The first wave of bugs relating to templates served as a great way for me to expand my understanding of Clang’s template implementation. They struck directly at two core concepts in C++ templates: template argument resolution and template instantiation.

C++ Template Type Argument Resolution

I am not a C++ expert. Reading the C++ standard’s Templates chapter makes my head hurt. The most important thing that I’ve gleaned about template argument resolution is that types are uniqued (and de-sugared), but there is no promotion applied to type arguments. To illustrate this, take the example function below:

template<typename T>
T add(T L, T R) {
  return L + R;
}

Given that function, add<int16_t>, add<int32_t>, and add<int64_t> are all distinctly different functions. However, assuming your platform defines both int and long to be 32-bit integers, add<int> and add<long> are the same function.

The absence of promotion applying to arguments also has a side effect that might not be expected by all users. For example, the following code fails to compile:

auto X = add(1.0f, 2.0);

This code fails because of mismatches in the types used. Since no argument promotion is performed, this tries to resolve a function that takes a float for the first parameter and a double for the second. Since the template declaration expects the same types for the first and second parameters, the template can’t be instantiated.

HLSL literal types

HLSL inherits these rules in HLSL 2021, with one significant caveate. In DXC, literal values that don’t have an explicit type specifying suffix (i.e. 1.0 rather than 1.0f or 2 rather than 2u), are assigned a special built-in type literal float or literal int as appropriate.

In HLSL integer and floating point literals are defined to use high-precision values for constant calculations, but have a lower priority for promotion.

Take the following code sample:

float Fn1(float V) {
  return (1.23 * M_PI) * V;
}

Following C rules, the constant expression 1.23 * PI‌ can be evaluated at compile time, but its result is of type double. This causes V to promote to a double for its multiplication, then demotes the result to a float to return.

In HLSL 1.23 * PI‌ evaluates as a literal float, which is double-precision, but instead the result is demoted to float to match V. This difference in promotion rules avoids HLSL literals causing unintended promotions.

HLSL literal types are an implementation detail of DXC, to enforce HLSL’s promotion rules. They aren’t strictly required by the language. They aren’t user specifiable and they can’t be used as a storage type.

Templates with literal types

Because literal types aren’t valid storage types template resolution for literal arguments gets mucky. For one thing, since a user can’t write a function that takes a literal type parameter, literal types aren’t handled by C++ argument dependent lookup rules (DXC has special handling for resolving literal builtins).

This surfaces in templates, because add<float>, add<double> and add<literal float> are all expected to be different template specializations since the types aren’t the same type.

When users initially attempted to use templates while deducing types from literal arguments they reported issue 3973.

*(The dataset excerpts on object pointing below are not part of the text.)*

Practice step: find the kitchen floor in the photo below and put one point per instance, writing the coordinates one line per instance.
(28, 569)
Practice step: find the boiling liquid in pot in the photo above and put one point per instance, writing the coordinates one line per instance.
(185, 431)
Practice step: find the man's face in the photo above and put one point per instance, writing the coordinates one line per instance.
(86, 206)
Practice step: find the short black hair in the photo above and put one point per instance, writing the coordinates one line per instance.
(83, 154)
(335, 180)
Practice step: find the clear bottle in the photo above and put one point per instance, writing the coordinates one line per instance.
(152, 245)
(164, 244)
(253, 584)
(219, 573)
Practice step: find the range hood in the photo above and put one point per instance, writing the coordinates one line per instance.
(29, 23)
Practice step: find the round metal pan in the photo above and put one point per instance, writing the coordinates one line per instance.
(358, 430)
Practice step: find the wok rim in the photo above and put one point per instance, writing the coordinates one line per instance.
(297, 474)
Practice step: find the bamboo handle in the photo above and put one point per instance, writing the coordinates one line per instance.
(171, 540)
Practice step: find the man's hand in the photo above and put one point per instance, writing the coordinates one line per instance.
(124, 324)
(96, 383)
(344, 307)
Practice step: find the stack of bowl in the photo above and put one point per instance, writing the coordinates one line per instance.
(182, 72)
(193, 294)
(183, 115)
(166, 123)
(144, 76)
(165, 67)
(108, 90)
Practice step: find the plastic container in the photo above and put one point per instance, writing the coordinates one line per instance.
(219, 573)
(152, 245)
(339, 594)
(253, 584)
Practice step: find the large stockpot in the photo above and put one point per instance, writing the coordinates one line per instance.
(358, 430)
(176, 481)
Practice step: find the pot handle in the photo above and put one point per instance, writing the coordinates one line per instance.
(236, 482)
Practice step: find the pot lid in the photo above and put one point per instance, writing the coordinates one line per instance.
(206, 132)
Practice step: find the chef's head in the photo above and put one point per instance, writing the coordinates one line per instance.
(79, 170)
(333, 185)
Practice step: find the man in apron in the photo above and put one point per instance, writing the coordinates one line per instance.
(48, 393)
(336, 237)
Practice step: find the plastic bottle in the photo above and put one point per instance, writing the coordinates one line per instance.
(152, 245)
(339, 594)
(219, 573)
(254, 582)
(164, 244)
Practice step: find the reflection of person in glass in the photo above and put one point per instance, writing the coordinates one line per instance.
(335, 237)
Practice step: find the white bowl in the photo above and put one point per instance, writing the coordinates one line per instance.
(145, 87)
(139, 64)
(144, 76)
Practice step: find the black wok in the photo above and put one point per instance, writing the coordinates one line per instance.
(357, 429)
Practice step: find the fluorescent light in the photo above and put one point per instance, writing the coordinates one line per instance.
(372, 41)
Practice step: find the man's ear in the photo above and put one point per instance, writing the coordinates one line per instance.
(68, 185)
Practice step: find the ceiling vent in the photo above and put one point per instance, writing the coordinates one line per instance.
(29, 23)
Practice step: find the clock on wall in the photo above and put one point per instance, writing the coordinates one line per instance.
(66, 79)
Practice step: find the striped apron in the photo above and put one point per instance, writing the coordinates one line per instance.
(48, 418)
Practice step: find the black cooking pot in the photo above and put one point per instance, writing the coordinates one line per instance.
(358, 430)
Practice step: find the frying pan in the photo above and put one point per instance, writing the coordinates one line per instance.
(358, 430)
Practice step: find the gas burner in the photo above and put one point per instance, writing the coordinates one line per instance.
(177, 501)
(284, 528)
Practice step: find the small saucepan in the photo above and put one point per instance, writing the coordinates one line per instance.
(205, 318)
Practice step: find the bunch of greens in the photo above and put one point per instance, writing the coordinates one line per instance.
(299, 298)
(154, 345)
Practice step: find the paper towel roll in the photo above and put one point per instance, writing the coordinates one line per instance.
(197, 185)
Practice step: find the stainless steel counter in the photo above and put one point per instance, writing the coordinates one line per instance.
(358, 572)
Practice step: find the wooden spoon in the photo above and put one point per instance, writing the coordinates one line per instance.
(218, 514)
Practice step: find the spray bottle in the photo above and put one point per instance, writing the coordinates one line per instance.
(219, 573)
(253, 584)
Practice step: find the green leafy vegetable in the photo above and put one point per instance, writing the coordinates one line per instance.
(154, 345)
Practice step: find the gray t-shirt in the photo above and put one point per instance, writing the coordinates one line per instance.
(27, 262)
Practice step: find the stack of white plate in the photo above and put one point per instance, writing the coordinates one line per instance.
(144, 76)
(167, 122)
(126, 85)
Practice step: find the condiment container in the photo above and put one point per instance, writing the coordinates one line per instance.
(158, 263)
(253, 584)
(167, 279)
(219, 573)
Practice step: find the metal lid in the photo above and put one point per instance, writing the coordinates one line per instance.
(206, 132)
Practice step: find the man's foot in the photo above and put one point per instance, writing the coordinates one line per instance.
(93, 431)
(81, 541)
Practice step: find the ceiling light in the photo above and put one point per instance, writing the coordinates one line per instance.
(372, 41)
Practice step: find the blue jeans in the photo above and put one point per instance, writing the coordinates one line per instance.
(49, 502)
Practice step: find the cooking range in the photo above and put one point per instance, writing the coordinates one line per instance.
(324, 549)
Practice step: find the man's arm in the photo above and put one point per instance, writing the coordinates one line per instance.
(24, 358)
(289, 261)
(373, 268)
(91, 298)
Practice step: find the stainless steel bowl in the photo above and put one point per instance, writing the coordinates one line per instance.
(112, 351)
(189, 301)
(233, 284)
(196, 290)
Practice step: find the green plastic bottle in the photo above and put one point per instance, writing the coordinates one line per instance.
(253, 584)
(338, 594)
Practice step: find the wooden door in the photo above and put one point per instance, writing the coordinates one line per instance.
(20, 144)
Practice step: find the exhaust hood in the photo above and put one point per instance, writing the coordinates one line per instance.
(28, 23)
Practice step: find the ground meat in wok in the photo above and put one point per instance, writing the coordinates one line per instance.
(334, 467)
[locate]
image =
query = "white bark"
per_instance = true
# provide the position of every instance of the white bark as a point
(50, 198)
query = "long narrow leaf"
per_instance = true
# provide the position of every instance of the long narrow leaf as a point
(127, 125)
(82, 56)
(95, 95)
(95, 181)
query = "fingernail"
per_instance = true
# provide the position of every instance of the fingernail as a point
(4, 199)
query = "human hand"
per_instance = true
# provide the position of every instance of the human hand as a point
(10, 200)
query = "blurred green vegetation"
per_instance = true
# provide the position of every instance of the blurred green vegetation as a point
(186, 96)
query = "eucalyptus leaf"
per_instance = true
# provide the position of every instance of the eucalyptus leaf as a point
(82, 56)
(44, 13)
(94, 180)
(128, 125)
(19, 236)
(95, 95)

The solution that I implemented for this change… makes me sad. Knowing all the things I know now I’d do it differently (and may get the chance).

What I did was promote literal types to their corresponding 32-bit types, but the promotion occurs after argument matching.

The idea is to treat literal types as different from the normal built in types so that if there is an ambiguity in a match, compilation fails. But if a template resolves an argument to a literal type successfully, we substitute the appropriate 32-bit type.

The simple big thing I should have done differently in this change is floating-point types should promote to double not float. This would more closely align with C++.

The downside to that is it would force us to promote to double in places where users might not expect it. Figuring out the best long-term solution to this problem is likely going to involve more changes to HLSL’s type system, but for now I’ll leave it as it is and revisit this when I have more time.